College Projects Benefit Students, Chiefs

College Projects Benefit Students, Chiefs


Unfortunately, once a student completes a fire science degree program, he returns to his fire station with little opportunity to use the knowledge he has acquired. Not only does he lack an avenue for showing what he can do, but his time spent in the degree program, in many cases, doesn’t even help him get a promotion.

This, coupled with the fact that the student must live with the unsympathetic attitudes of his fellow fire fighters and officers who are not students, leads to the disillusionment and frustration of the fire science student.

The colleges must share some of the responsibility for this frustration. We teach the student innovative fire fighting techniques, modern fire prevention methods and the latest trends in administration while all the time knowing that the students’ fire departments may not be using the most successful methods in each area. The student ends up questioning the practices of his department and may become critical of the chief and his staff.

Unaware of complaints

The student, most times, fails to realize the financial constraints and political realities of public administration which may prevent a fire department from adopting the latest technique or trend.

At Tidewater Community College we feel we are helping to alleviate a portion of this problem with our Fire 298 course, a seminar and project in fire science. The course is an attempt to bring the student and his fire department together to help solve a management level problem. We have been successful in gaining the cooperation of fire departments in our area in assigning projects to students that would normally be assigned to members of a chief s staff.
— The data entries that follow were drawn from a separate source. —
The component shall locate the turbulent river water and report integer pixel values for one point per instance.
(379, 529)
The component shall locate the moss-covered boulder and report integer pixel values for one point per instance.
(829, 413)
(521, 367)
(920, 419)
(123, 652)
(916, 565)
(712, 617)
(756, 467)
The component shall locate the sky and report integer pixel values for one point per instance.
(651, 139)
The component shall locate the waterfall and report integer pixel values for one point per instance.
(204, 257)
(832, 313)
During the first week of the quarter, the student and a member of the faculty meet with the chief of the student’s fire department. During that meeting, the chief suggests a project, cites the reasons why he needs this information and explains what he plans to do with the information. From this point on, the students works for the rest of the quarter on the project with the chief and his staff.

The project is conducted as part of the college curriculum. Therefore, certain academic standards for research and presentation are required. After the initial meeting, the student must report his progress to the faculty member at least once every two weeks. Otherwise, the student is on his own to work on the project.
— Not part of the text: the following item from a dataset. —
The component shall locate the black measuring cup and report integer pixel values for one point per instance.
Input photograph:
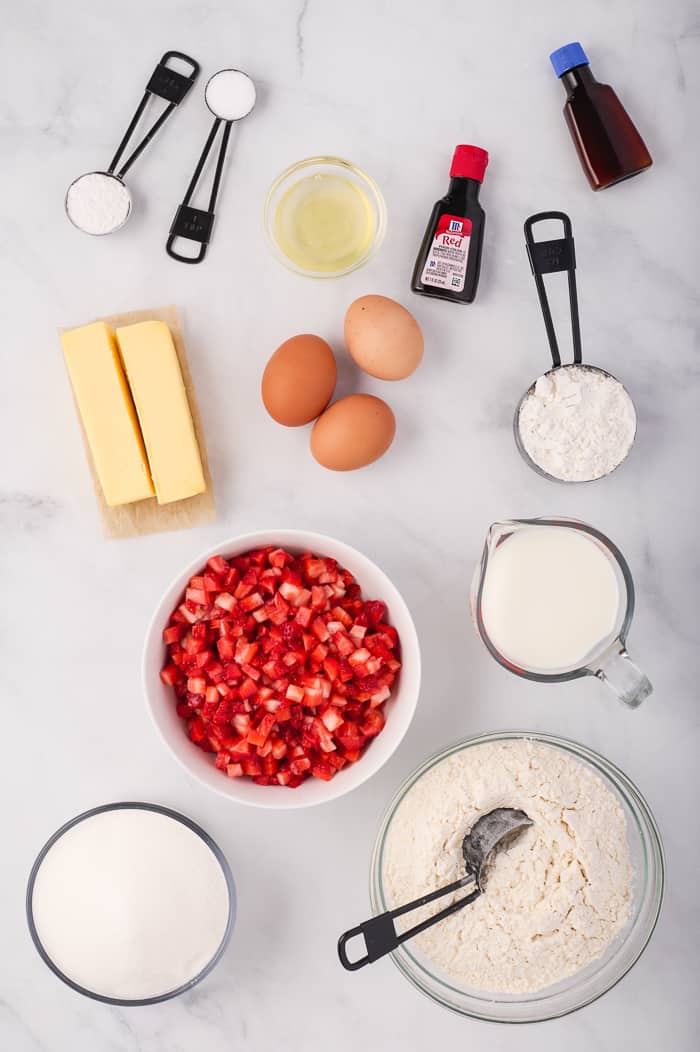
(553, 257)
(230, 96)
(165, 83)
Once the nature of the project has been determined and initial research has been completed, a written project proposal must be prepared by the student and submitted to the chief and faculty member. The intent of this proposal is to define how the project will be completed.

At the end of the quarter, the project is submitted as a complete presentation and documentation of the work done by the student. The problem, the process, the finding and the analysis of the project must all be present in the final format.

The course is designed so that the chief and his staff can see the caliber of work that their student fire fighters are capable of producing. At the same time, the student gets a chance to observe some of the constraints imposed upon management that prevent the implementation of the “best” decision all the time.

The most important benefit of the course is that it provides the chief with a usable piece of management information. Also, the student has an opportunity to see some of his work being used, rather than the typical term project which is filed at the end of the quarter and no one ever sees again.

Projects completed

Some of the projects which have been completed thus far are:

  1. Development of a qualifications and training program for new fire inspectors.
  2. Testing of current turnout gear and recommendations for the purchase of gear.
  3. Standardizing the equipment carried on all apparatus.
  4. Development of a manual of all the equipment and supplies available for mutual aid among four municipal and six federal fire departments.
  5. Comparison of the activities of each of our area’s fire prevention bureaus and recommending improvements to the student’s department.
  6. Testing the financial and political feasibility of combining one city’s paramedic service with the fire department.
  7. Development of a driver training program.

The potential is there to provide useful information to the chief and let the student participate on the management level. Both the student and the fire department benefit from this arrangement.

By continuing to offer this course, we look forward to helping local fire departments solve some of their problems and, at the same time, alleviating some of our students’ frustrations.